— Я здесь с начала рабочего дня. С девяти.
— Но я стучал…
— Значит, плохо стучали.
На глухого этот субъект не походил, и у Николая возникла твердая уверенность, что над ним банально издеваются. Точнее — показывают, кто здесь главный.
— Ладно, — вздохнул он, — давайте начнем интервью, если вы не против.
— Я вас слушаю.
Сесть Селиванову так и не предложили, и он опустился на стул без приглашения. Затем открыл свою папку и вынул ручку.
— Прежде всего, — сказал он, снимая колпачок, — позвольте узнать ваше имя, а то мне, к сожалению, назвали только должность…
— Червяк Иван Валерьянович.
— Как? — переспросил Николай, решив, что ослышался.
— Валерьянович, — невозмутимо повторил начальник Первого отдела.
— Нет, отчество я понял. А фамилия… так и пишется?
— Да. Так и пишется. Червяк. Вас что-то смущает?
— Меня — нет, — заверил Николай.
— Я не из тех, кто отказывается от своих корней, — холодно отчеканил его собеседник, отвечая на невысказанный вопрос. — Мой дед был Червяк, мой отец был Червяк, мой сын Червяк и мои внуки будут Червяками. И мне неважно, кто и что по этому поводу думает. Это понятно?
«Лихо он решает за внуков, которые, возможно, еще не родились», — подумал Николай, но вслух, конечно, поспешно произнес: — Само собой. А как давно вы работаете на комбинате?
— Всю жизнь. Начинал простым охранником. Действительную служил во внутренних войсках, попал сюда, так здесь и остался.
— Значит, вы очень хорошо знаете комбинат. Можете вкратце рассказать о нем читателям?
— Комбинат — это самое старое действующее предприятие России, — назидательно произнес Червяк. Ему более четыреста лет («четырехсот!» — мысленно поморщился Николай, не терпевший безграмотности), и за все эти годы он никогда, даже в самые трудные исторические периоды, не прекращал работы. Бывало, что работа приостанавливалась почти до нуля, но полностью все-таки не прекращалась.
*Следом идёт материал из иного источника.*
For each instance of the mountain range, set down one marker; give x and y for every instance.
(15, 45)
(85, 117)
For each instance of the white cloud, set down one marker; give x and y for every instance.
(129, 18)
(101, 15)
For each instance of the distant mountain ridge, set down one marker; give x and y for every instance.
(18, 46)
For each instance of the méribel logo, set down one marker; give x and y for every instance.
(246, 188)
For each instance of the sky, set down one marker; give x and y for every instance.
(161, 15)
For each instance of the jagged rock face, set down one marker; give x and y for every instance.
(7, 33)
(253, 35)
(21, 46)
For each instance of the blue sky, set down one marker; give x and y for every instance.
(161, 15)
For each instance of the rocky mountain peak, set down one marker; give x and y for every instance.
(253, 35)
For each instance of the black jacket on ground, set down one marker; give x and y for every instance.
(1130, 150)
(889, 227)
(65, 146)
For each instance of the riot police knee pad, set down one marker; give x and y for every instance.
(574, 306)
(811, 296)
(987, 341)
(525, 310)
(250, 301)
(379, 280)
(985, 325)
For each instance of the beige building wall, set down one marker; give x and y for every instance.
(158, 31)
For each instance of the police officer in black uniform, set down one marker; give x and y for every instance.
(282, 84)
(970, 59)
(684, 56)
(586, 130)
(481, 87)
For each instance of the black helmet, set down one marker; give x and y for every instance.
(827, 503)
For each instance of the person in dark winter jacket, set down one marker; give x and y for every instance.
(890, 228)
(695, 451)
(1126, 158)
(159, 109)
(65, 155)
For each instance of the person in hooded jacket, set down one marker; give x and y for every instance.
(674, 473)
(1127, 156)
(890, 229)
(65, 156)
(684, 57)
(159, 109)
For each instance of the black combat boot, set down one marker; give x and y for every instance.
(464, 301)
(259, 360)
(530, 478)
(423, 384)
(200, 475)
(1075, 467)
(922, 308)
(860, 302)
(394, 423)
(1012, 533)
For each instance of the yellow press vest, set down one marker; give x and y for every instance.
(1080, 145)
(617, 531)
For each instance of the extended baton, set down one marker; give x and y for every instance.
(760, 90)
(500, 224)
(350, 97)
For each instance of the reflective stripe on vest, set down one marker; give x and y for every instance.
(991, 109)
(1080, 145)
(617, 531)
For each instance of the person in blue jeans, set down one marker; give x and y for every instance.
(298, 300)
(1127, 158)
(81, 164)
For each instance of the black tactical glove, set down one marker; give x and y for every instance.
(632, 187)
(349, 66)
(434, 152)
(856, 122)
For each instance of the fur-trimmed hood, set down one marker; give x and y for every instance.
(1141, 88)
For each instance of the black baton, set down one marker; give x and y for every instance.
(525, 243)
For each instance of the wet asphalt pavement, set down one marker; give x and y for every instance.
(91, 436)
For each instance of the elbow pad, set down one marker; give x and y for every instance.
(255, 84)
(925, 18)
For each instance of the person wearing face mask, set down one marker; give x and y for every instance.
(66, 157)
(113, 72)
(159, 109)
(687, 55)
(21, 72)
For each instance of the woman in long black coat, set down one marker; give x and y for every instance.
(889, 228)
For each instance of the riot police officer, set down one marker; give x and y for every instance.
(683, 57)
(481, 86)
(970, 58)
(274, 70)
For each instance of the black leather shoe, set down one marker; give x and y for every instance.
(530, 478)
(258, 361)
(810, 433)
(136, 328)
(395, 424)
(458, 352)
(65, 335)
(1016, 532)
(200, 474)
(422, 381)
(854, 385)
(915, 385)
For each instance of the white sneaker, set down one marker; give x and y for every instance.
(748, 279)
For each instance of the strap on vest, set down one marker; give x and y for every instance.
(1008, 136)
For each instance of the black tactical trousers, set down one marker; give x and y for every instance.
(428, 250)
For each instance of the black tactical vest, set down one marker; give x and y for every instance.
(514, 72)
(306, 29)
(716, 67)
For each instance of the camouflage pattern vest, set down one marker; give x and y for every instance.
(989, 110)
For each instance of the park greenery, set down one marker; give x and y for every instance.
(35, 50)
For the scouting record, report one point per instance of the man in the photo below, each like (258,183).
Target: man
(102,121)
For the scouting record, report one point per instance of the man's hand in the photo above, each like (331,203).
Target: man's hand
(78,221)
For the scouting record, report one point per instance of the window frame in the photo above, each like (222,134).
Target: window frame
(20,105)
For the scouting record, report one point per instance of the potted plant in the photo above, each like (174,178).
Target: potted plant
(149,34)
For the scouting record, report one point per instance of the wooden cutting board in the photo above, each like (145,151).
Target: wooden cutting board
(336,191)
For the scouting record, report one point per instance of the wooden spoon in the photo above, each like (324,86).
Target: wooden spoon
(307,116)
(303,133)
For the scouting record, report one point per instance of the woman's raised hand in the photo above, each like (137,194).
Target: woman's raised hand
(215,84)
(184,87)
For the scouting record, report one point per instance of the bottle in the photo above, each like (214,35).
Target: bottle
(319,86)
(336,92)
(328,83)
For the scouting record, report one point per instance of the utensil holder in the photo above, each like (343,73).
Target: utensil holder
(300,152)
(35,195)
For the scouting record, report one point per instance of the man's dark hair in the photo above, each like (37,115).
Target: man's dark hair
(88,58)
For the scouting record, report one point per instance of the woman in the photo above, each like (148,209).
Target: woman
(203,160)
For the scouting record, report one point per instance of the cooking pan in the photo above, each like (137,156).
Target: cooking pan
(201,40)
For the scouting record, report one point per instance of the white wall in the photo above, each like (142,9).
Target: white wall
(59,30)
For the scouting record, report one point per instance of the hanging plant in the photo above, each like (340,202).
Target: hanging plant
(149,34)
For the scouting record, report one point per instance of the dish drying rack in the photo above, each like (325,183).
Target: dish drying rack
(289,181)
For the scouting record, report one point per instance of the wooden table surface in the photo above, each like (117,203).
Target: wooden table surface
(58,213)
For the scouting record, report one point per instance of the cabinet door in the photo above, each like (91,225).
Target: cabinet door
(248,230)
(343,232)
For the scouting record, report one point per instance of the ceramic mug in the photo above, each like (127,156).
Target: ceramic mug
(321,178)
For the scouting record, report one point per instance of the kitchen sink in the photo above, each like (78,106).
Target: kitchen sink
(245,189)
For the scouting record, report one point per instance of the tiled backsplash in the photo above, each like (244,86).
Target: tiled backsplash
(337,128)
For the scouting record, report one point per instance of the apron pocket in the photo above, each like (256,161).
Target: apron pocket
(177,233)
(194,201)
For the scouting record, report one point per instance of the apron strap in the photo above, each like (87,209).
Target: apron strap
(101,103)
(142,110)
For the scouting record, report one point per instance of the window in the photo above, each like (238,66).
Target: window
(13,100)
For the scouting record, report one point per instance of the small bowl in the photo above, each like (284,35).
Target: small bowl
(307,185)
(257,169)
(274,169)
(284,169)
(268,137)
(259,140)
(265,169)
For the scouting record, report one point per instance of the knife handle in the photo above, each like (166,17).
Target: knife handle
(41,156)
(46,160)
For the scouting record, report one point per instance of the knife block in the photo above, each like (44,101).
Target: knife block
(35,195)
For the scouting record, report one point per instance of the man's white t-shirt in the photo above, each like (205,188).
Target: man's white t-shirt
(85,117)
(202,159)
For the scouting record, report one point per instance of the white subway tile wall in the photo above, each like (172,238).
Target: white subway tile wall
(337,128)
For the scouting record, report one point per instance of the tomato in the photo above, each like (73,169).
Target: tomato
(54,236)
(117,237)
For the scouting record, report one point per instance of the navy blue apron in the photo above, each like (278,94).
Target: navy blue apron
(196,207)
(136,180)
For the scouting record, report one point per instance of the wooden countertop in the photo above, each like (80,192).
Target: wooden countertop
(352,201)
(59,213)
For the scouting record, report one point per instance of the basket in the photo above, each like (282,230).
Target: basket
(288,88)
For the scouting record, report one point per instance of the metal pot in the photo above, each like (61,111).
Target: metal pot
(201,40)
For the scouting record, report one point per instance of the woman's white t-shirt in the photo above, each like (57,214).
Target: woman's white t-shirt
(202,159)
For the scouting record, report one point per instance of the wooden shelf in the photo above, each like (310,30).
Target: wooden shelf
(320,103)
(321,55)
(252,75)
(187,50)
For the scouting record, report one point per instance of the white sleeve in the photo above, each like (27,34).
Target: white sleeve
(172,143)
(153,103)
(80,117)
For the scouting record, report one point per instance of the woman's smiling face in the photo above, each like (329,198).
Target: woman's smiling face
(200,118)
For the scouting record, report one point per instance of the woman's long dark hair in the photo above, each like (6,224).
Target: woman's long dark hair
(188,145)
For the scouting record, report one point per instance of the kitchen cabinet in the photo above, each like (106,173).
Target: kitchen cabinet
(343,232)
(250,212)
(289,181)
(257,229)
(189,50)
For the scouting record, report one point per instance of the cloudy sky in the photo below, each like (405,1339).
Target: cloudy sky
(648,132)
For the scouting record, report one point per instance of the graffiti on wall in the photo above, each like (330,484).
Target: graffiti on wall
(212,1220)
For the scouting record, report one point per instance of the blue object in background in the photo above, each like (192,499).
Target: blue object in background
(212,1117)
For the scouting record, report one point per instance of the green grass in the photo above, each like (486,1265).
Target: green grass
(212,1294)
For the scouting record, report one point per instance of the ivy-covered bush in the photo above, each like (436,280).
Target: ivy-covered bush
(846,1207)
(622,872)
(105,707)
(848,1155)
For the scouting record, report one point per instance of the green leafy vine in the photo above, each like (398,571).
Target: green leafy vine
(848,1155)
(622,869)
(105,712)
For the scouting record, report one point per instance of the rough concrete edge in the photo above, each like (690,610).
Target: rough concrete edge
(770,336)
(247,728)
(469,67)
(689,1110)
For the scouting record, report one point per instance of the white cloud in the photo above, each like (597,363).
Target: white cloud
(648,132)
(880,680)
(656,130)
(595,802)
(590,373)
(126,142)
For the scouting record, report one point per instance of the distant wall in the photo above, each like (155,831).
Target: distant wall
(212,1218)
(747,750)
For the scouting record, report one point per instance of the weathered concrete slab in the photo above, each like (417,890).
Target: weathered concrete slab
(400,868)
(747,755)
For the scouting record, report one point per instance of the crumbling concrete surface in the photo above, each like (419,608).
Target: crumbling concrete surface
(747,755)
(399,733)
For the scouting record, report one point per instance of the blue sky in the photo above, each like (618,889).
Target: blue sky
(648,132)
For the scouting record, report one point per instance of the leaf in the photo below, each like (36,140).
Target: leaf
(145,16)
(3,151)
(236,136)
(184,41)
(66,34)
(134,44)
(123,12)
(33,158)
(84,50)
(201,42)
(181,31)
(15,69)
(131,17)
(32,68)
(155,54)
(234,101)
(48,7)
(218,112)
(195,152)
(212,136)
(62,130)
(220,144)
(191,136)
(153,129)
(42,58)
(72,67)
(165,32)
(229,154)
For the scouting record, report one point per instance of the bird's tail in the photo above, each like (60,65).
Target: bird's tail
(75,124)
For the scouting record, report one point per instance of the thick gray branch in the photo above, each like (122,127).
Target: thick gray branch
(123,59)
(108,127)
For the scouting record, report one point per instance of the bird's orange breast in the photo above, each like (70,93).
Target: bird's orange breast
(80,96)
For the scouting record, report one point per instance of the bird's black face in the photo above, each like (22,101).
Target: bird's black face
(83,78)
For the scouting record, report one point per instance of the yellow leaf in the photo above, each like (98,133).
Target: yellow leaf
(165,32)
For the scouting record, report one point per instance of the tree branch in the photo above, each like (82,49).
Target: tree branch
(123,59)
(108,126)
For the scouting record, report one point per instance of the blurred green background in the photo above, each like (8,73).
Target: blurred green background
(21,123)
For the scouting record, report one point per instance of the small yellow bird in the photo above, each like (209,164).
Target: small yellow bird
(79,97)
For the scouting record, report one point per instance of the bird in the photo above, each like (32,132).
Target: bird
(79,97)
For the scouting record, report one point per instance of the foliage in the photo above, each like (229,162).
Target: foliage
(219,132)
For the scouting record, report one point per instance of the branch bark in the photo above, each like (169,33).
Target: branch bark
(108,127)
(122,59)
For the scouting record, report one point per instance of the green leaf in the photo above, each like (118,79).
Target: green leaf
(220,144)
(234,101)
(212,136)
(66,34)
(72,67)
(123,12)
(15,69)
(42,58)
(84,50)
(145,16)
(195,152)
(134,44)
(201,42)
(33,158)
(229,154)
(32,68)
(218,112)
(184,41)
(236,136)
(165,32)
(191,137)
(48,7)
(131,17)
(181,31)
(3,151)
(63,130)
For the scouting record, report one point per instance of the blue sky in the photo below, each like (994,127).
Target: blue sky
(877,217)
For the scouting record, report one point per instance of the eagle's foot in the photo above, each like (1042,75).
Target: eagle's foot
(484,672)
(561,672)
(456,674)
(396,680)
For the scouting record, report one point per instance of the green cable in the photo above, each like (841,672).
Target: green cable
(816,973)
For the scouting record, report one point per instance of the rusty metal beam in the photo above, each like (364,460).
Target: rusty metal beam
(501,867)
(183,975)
Перестройка и последовавшее за ней десятилетие развала в этом смысле стали для нас самым тяжелым испытанием за четыре с половиной века российской государственности. Но даже и в это время мы сумели сохранить предприятие и, хотя сейчас наши мощности загружены менее чем на один процент, мы готовы к возобновлению производства в полном объеме, как только будет принято соответствующее политическое решение. К счастью, у нас есть основания на это рассчитывать. Возможно, не все еще наши враги это поняли, но нынешнее руководство страны смотрит на ситуацию с куда более патриотических позиций, чем предыдущее.
— Это ваше личное впечатление, или есть уже некая утвержденная программа возрождения комбината?
— Пока не утвержденная. Но есть четкие и недвусмысленные сигналы.
— Ну хорошо. Но пока не очень понятно, о чем вообще речь, — широко улыбнулся Николай. — Можете вы пояснить нашим читателям хотя бы в самых общих чертах, не раскрывая, разумеется, никаких государственных тайн — что, собственно, производит комбинат?
— Силу и славу России, — отрезал Червяк.
— Хмм… ну понятно. То есть было бы понятно, если бы речь шла о каком-нибудь другом предприятии ВПК. Но четыреста лет назад, насколько я понимаю, ни ядерного, ни химического оружия не было. Как и иных высоких технологий военного назначения…
— Иван Грозный и без высоких технологий увеличил территорию государства в два раза. И наш комбинат сыграл в этом важнейшую роль. Хотя тогда он, конечно, назывался по-другому. И с тех пор не раз перестраивался. Эти корпуса, в частности, построены в тридцатые годы. Этого… в смысле, уже прошлого века.
— Ну да, конечно. Было бы странно, если бы сейчас вы занимались тем же, чем и в шестнадцатом столетии.
— Мы идем в ногу со временем, но верны традиции.
— Кстати, а почему на комбинате нет компьютеров? Даже у вас, как я вижу?
— Так положено.
— Кем и почему положено?
— Это закрытая информация.
— Ну а все-таки… ладно, понимаю, что ваша современная продукция — это секрет, но что здесь производили в прошлые столетия? Это-то сейчас уже никак не может быть тайной. Порох, пищали, пушки?
— Я вам уже все сказал.
— Хорошо. Силу и славу, понятно. Как насчет побочных эффектов? В частности, верно ли, что работа комбината негативно влияет на окружающую среду?
— Полная чушь.
— Но ваша здешняя погода…
— Это наша нормальная погода, — Червяк выделил голосом «наша» чуть ли не с гордостью.
— Понятно. Но комбинат — это градообразующее предприятие. Чувствует ли руководство комбината ответственность за нынешнее состояние города? За его социальный климат?